If you can tell me that, I admit it, I’ll be impressed. I can’t. And it’s for that very reason I just don’t feel able to cough up over £50, once you count in the notorious booking fee, to book a ticket for the Foo Fighters live at Milton Keynes. MILTON KEYNES, my very home town, where I have a bed less than half an hour’s walk from the stage.
Yes, the line-up is fantastic, yes, on balance, the gig probably will be worth that kind of money but I plan my life around music enough as it is- there I was thinking booking tickets for Spring gigs now seemed a little premature. Is it just me, or is ticket booking taking place earlier and earlier? There’s something very sanitising about this, the idea that ‘attending a concert should be something one plans with precision’ and it’s an idea I just can’t buy into.
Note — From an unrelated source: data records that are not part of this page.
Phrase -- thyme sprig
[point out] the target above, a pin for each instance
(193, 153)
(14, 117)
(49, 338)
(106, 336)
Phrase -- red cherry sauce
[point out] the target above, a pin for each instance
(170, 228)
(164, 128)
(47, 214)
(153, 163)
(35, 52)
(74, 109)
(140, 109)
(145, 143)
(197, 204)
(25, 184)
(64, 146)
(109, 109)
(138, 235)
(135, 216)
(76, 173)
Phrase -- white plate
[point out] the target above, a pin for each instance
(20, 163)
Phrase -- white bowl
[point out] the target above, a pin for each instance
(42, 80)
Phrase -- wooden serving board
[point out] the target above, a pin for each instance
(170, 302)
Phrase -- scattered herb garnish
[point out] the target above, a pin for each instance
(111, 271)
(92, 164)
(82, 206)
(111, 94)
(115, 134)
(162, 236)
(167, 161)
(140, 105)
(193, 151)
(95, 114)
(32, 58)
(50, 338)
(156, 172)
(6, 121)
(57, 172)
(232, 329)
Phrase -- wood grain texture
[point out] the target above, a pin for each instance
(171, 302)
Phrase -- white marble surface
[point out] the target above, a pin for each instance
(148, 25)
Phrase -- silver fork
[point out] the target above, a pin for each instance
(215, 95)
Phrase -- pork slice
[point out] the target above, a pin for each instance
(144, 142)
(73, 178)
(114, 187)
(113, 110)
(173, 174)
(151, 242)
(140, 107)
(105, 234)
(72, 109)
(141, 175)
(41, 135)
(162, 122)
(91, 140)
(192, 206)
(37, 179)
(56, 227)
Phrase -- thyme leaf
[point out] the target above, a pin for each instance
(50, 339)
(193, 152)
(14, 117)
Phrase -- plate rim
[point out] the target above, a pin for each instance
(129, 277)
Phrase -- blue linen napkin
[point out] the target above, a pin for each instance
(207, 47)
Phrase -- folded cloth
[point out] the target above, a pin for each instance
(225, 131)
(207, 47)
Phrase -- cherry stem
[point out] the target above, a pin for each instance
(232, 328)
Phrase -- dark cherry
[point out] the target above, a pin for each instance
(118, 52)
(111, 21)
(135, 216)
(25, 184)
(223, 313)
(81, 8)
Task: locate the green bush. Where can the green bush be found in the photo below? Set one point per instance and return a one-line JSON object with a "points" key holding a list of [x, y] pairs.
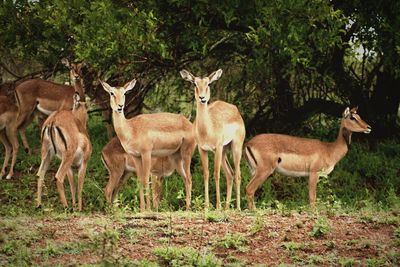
{"points": [[186, 256], [368, 176]]}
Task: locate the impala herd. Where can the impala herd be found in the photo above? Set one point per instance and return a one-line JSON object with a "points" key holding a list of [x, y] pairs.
{"points": [[158, 144]]}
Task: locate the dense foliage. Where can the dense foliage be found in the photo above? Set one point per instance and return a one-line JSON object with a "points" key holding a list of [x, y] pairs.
{"points": [[285, 63], [280, 58]]}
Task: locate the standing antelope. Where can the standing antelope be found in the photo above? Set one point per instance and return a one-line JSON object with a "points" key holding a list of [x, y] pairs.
{"points": [[8, 133], [47, 97], [152, 135], [217, 127], [64, 134], [295, 156], [120, 166]]}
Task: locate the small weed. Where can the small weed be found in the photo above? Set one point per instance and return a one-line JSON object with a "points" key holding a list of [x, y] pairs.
{"points": [[273, 234], [397, 237], [315, 260], [235, 241], [348, 262], [257, 225], [376, 262], [350, 243], [216, 217], [320, 228], [174, 256], [292, 246], [330, 244]]}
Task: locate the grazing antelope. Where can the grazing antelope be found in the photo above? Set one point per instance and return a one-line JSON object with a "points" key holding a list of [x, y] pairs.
{"points": [[47, 97], [217, 127], [295, 156], [8, 133], [120, 166], [152, 135], [64, 134]]}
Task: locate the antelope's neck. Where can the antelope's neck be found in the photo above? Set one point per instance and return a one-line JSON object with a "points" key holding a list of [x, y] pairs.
{"points": [[339, 148], [204, 126], [120, 125], [81, 115], [78, 86]]}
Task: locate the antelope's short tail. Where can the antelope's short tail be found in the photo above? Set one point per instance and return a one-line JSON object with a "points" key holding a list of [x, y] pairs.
{"points": [[250, 158]]}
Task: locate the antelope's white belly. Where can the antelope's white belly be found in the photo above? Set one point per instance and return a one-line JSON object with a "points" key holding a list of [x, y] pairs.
{"points": [[43, 110], [292, 173], [130, 168], [78, 157], [230, 132], [207, 147], [163, 152]]}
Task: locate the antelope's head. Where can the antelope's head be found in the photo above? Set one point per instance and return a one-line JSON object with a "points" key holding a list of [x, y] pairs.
{"points": [[352, 122], [202, 89], [117, 95], [79, 109], [75, 70]]}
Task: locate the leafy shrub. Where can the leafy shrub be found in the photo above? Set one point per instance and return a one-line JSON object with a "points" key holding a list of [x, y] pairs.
{"points": [[320, 228], [174, 256]]}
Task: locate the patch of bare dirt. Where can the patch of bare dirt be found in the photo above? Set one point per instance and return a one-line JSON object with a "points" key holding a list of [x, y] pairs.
{"points": [[270, 238]]}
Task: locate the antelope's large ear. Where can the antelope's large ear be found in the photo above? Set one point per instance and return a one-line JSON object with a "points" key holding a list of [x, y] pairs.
{"points": [[215, 75], [106, 86], [187, 76], [65, 62], [346, 112], [130, 85], [77, 99], [354, 110]]}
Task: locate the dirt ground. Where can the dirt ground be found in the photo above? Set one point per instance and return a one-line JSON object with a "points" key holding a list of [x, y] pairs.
{"points": [[236, 238]]}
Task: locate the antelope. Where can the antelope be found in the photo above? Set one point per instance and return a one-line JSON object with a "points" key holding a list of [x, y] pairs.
{"points": [[64, 134], [47, 97], [295, 156], [121, 165], [218, 126], [8, 134], [152, 135]]}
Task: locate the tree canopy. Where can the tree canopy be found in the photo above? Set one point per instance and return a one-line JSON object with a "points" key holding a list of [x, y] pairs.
{"points": [[283, 60]]}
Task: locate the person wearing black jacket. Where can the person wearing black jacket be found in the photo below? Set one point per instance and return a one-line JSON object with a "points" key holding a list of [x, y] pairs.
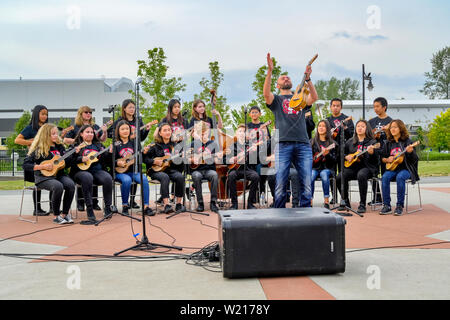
{"points": [[39, 117], [398, 141], [363, 169], [163, 146], [94, 174], [323, 166], [128, 111], [45, 146], [235, 174], [205, 154]]}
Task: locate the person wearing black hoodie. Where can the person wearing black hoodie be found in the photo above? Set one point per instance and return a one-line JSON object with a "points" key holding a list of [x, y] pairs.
{"points": [[398, 141], [363, 169]]}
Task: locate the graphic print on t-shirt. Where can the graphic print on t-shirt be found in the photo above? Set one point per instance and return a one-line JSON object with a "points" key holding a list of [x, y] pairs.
{"points": [[395, 151], [287, 109], [125, 152]]}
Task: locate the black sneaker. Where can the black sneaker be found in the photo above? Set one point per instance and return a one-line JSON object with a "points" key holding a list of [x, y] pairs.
{"points": [[180, 208], [213, 207], [201, 207], [361, 208], [386, 210], [134, 205], [168, 209], [398, 210], [149, 212]]}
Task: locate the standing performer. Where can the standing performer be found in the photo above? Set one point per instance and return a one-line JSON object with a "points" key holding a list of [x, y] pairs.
{"points": [[379, 124], [45, 146], [293, 145], [39, 117], [398, 141], [94, 174]]}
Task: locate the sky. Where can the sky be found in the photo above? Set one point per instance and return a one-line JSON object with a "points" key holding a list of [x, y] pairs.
{"points": [[45, 39]]}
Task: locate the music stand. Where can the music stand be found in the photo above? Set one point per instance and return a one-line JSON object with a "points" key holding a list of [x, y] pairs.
{"points": [[143, 243]]}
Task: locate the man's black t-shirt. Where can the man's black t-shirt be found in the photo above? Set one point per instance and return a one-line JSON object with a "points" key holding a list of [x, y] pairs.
{"points": [[290, 123]]}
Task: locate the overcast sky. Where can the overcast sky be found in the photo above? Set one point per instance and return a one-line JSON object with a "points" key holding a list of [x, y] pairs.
{"points": [[90, 39]]}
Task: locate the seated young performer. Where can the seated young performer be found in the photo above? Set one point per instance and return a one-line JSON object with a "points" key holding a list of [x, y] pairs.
{"points": [[94, 174], [364, 168], [39, 117], [378, 125], [235, 174], [398, 141], [84, 117], [205, 154], [45, 146], [127, 148], [163, 146], [128, 112], [323, 164]]}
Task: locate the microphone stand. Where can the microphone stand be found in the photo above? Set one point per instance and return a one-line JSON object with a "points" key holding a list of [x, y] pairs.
{"points": [[342, 204], [245, 153], [143, 243], [186, 168], [113, 207]]}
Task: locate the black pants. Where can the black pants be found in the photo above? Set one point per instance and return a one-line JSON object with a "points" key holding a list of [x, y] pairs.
{"points": [[165, 177], [87, 179], [360, 174], [251, 175], [213, 179], [57, 186]]}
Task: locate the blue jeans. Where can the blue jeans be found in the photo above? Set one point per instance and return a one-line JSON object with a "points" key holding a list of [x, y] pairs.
{"points": [[126, 179], [400, 177], [301, 155], [325, 175]]}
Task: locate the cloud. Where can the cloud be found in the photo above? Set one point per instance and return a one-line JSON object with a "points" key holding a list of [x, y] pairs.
{"points": [[359, 38]]}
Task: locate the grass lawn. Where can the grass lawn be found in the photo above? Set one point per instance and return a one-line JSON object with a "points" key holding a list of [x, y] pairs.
{"points": [[426, 169], [434, 168]]}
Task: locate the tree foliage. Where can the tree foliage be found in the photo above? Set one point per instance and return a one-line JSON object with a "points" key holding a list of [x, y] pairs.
{"points": [[437, 84]]}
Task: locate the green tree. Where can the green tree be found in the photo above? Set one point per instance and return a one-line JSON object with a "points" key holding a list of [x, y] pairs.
{"points": [[23, 121], [437, 84], [439, 131], [158, 85]]}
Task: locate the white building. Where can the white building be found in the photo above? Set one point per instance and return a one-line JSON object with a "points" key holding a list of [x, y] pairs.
{"points": [[62, 97]]}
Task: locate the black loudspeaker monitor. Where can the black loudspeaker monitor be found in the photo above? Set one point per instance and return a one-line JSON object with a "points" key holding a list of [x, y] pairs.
{"points": [[277, 242]]}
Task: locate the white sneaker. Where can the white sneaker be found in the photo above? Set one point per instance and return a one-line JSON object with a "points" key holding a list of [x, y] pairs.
{"points": [[68, 218], [59, 220]]}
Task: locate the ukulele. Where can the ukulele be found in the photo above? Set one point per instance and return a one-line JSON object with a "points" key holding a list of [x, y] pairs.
{"points": [[93, 157], [242, 154], [398, 158], [65, 131], [334, 131], [167, 160], [255, 133], [151, 123], [298, 100], [58, 162], [109, 123], [319, 155], [357, 154]]}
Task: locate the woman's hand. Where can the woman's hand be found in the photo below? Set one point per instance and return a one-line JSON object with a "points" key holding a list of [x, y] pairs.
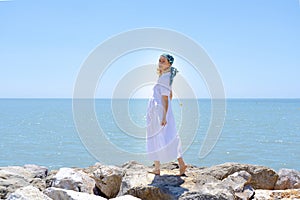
{"points": [[165, 109]]}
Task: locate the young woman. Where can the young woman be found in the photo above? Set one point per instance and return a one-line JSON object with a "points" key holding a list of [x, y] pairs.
{"points": [[163, 142]]}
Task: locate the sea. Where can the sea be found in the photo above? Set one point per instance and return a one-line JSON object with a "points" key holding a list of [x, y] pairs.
{"points": [[44, 132]]}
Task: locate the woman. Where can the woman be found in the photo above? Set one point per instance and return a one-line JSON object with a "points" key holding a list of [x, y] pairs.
{"points": [[163, 143]]}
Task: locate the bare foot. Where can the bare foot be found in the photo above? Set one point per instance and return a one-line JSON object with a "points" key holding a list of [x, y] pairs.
{"points": [[155, 171], [182, 170]]}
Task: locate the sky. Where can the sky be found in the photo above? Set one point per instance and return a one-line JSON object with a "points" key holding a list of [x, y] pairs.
{"points": [[254, 44]]}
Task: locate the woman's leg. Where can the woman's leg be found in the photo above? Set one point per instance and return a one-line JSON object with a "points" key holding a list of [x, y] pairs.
{"points": [[182, 166], [156, 170]]}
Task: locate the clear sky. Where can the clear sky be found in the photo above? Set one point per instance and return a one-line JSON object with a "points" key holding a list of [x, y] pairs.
{"points": [[254, 44]]}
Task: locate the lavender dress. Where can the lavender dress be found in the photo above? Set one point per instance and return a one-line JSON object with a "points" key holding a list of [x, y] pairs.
{"points": [[163, 142]]}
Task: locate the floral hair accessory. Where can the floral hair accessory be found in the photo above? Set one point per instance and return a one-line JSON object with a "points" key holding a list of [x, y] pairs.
{"points": [[169, 57]]}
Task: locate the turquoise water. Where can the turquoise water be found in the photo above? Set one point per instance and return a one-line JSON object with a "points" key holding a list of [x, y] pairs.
{"points": [[256, 131]]}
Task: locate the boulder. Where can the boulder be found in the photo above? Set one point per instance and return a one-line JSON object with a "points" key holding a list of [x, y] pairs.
{"points": [[108, 180], [72, 179], [27, 193], [15, 177], [125, 197], [277, 194], [288, 179], [138, 182], [59, 194]]}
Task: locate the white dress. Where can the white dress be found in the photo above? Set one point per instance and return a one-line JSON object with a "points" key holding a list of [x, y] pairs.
{"points": [[163, 142]]}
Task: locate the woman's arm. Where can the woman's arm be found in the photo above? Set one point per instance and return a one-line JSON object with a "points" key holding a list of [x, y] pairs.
{"points": [[165, 104]]}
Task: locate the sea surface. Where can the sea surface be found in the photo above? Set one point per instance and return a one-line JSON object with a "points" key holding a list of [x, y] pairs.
{"points": [[43, 132]]}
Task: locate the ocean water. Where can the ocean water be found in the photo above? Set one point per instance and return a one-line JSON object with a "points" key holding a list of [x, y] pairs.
{"points": [[256, 131]]}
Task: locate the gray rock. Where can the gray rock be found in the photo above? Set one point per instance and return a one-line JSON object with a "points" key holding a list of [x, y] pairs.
{"points": [[138, 182], [288, 179], [206, 196], [72, 179], [27, 193], [59, 194], [37, 171], [125, 197], [108, 180], [15, 177], [292, 194]]}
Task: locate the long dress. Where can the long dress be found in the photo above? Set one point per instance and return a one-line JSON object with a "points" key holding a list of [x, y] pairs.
{"points": [[163, 142]]}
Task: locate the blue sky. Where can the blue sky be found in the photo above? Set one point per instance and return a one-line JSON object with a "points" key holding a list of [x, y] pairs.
{"points": [[254, 44]]}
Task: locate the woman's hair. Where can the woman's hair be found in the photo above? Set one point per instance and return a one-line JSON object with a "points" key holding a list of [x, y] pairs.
{"points": [[168, 57], [170, 60]]}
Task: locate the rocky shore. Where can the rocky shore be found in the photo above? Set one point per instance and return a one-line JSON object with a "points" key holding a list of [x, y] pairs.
{"points": [[132, 181]]}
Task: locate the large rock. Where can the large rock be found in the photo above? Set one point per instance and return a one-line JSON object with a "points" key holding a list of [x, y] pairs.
{"points": [[126, 197], [72, 179], [28, 193], [59, 194], [261, 177], [239, 182], [108, 180], [139, 183], [292, 194], [288, 179], [15, 177], [168, 185]]}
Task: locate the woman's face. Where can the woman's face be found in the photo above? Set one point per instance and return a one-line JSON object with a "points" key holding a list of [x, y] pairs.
{"points": [[163, 63]]}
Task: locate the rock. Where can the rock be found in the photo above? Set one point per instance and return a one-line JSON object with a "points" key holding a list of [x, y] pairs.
{"points": [[239, 182], [37, 171], [288, 179], [59, 194], [205, 195], [277, 194], [247, 193], [139, 183], [72, 179], [108, 180], [262, 177], [125, 197], [27, 193], [15, 177]]}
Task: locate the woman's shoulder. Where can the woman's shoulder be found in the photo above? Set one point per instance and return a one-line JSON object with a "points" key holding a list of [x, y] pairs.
{"points": [[165, 76], [164, 79]]}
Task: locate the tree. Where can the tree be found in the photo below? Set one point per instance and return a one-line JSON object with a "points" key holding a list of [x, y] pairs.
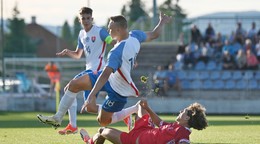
{"points": [[136, 15], [17, 41], [174, 28], [66, 33], [76, 29]]}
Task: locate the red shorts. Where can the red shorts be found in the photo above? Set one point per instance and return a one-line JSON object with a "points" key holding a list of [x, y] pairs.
{"points": [[140, 126]]}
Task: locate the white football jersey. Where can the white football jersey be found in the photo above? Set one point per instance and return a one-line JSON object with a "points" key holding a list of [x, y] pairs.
{"points": [[122, 59], [94, 45]]}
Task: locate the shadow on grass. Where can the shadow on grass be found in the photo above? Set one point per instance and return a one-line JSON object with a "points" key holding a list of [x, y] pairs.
{"points": [[37, 124], [215, 143]]}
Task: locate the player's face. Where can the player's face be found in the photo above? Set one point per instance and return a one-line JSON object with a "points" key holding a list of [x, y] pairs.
{"points": [[112, 29], [86, 20], [183, 116]]}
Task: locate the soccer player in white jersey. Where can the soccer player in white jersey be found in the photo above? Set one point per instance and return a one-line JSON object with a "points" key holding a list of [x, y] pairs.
{"points": [[115, 78], [92, 40]]}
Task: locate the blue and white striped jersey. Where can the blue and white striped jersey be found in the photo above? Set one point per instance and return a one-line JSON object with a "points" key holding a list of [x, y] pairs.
{"points": [[121, 59], [94, 45]]}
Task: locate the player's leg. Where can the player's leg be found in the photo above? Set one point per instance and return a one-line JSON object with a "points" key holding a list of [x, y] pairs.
{"points": [[126, 115], [72, 112], [74, 86], [111, 134], [71, 128]]}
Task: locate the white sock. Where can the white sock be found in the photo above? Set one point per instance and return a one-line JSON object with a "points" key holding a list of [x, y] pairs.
{"points": [[119, 116], [65, 103], [99, 108], [73, 114]]}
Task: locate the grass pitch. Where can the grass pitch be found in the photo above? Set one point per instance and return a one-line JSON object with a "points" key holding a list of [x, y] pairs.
{"points": [[24, 128]]}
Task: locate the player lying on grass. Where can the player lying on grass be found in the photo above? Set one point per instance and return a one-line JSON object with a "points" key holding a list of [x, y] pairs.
{"points": [[115, 78], [145, 132]]}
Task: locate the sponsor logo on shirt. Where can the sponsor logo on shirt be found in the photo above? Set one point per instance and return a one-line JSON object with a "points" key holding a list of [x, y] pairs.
{"points": [[171, 142], [93, 39]]}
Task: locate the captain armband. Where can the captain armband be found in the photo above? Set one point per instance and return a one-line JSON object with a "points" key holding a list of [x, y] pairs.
{"points": [[108, 39]]}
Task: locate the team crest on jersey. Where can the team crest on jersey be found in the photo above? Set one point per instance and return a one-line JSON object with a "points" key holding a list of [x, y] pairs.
{"points": [[93, 39], [87, 39], [171, 142]]}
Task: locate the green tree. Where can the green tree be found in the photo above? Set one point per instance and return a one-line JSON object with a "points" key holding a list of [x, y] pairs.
{"points": [[76, 29], [174, 28], [17, 41], [66, 33], [136, 10], [136, 15]]}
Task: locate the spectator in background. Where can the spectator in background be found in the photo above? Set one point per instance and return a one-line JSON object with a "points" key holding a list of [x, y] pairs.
{"points": [[252, 33], [219, 42], [257, 49], [53, 74], [189, 58], [228, 62], [178, 65], [209, 33], [252, 62], [232, 37], [173, 80], [241, 60], [196, 36], [248, 45], [160, 80], [204, 52], [240, 33], [181, 44]]}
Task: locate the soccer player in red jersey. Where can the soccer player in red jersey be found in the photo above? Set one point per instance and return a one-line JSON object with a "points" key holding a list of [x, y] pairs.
{"points": [[145, 132]]}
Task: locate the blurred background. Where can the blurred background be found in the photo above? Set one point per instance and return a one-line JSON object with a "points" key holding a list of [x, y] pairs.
{"points": [[209, 52]]}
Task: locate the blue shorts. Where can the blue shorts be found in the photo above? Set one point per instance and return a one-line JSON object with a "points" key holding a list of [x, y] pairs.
{"points": [[86, 92], [114, 102]]}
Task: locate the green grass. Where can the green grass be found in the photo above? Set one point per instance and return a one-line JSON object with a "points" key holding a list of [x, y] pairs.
{"points": [[24, 128]]}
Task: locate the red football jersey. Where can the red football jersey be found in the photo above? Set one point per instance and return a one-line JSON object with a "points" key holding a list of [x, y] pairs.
{"points": [[166, 133]]}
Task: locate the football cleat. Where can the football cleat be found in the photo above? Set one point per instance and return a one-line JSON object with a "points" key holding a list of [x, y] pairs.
{"points": [[128, 121], [68, 130], [50, 120], [85, 136]]}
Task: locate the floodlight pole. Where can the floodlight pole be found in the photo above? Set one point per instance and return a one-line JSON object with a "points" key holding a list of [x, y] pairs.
{"points": [[2, 46], [154, 13]]}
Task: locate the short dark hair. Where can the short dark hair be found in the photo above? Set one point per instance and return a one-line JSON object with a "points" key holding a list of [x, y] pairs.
{"points": [[85, 10], [119, 20], [197, 115]]}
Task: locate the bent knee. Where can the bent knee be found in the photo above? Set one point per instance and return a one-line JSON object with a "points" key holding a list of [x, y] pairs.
{"points": [[91, 108], [74, 86], [104, 121]]}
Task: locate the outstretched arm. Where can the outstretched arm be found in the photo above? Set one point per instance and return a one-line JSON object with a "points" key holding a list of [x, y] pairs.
{"points": [[155, 118], [73, 54], [91, 101], [163, 19]]}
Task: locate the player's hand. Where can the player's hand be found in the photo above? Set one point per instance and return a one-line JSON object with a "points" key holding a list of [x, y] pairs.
{"points": [[164, 18], [144, 103], [84, 106], [87, 103], [62, 53]]}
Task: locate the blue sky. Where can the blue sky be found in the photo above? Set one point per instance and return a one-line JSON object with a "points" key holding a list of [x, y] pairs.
{"points": [[55, 12]]}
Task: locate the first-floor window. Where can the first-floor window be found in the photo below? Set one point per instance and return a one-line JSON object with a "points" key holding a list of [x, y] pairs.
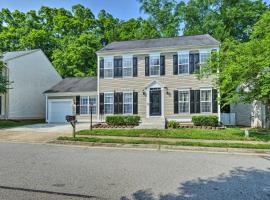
{"points": [[108, 103], [206, 101], [127, 102], [183, 101], [85, 105]]}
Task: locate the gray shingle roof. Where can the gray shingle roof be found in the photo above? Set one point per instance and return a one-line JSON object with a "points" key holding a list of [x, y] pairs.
{"points": [[196, 40], [78, 84], [14, 54]]}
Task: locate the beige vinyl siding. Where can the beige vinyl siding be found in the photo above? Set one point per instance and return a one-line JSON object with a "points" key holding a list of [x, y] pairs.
{"points": [[139, 83]]}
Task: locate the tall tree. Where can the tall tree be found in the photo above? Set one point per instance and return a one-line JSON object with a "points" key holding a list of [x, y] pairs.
{"points": [[222, 19], [164, 15], [244, 68]]}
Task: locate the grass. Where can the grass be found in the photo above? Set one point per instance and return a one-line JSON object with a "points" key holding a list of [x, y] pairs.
{"points": [[226, 134], [15, 123], [199, 144]]}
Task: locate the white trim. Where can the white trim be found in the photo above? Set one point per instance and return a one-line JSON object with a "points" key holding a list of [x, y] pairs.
{"points": [[128, 92], [211, 100], [184, 90]]}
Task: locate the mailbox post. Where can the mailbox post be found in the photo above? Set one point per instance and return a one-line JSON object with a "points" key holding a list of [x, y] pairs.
{"points": [[72, 120]]}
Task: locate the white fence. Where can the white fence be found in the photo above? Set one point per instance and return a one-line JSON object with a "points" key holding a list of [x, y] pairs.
{"points": [[228, 119]]}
There is also a business side to this that the cynic in me can’t help but notice; the earlier we buy these tickets and think little of it, the more time the vast sum of money coming in from ticket sales has to accumulate interest for the promoters before being required to pay the artistes. I understand the industry is struggling and needs to make money somewhere but in amongst planning a Winter getaway and starting to make lists of Christmas gifts, I just can’t find that kind of money for something in over 6 months. Even Glastonbury appreciate this by offering the deposit scheme.
And that is why I know I will be missing out on the Foo Fighters- because, funnily enough, my finances don’t operate 9 months in advance and surely this country has learnt its lesson about credit cards by now?